Tobolsk: une ville a l'ecart du Transsibérien

A l’Est de la Russie, au-delà de l’Oural, la population s’est installée le long de la voie nourricière du Transsibérien dont la trace, qui embrasse tout le Sud de la Russie, représente une véritable ligne de vie à mesure que l’on s’éloigne vers le Nord et que le nombre d’habitants diminue.

Il est étonnant de constater que les villes les plus intéressantes de Sibérie d’un point de vue historique se trouvent à l’écart du tracé de la ligne ferroviaire. Ce n’est qu’à la fin du 19eme siècle que le chemin de fer a permis de relier la Sibérie au reste de la Russie. Le Transsibérien a permis l’exploitation industrielle des ressources naturelles et favorisé le développement des steppes et de la Taiga. Avant sa construction, la route postale de Sibérie telle que décrit par Anton Tchekhov lors de son voyage vers l’ile de Sakhaline, passait au Nord par rapport au Transsibérien.

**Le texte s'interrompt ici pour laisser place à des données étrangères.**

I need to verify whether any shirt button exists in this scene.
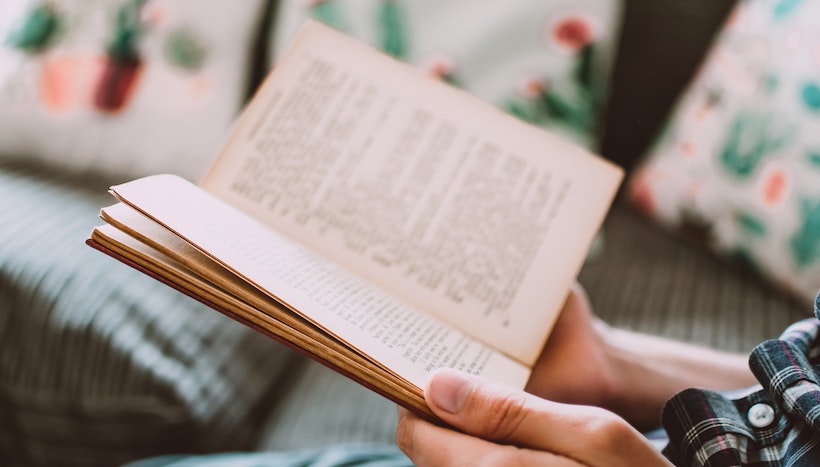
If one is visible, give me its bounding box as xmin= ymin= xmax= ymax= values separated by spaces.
xmin=746 ymin=403 xmax=774 ymax=428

Les centres historiques de Tomsk et Tobolsk, positionnés aux intersections des sentiers postaux installés par les tsars sont ainsi éloignés de cette infrastructure moderne. Bien que n’atteignant pas la taille de Tioumen, Omsk ou Novossibirsk, Tomsk et Tobolsk font partis des villes les plus emblématiques de la Russie et abritent un nombre considérable de monuments architecturaux et historiques. Pour se rendre à Tomsk ou à Tobolsk, le voyageur transsibérien devra changer de ligne et voyager une nuit ou toute une journée à bord d’un train local assurant la liaison.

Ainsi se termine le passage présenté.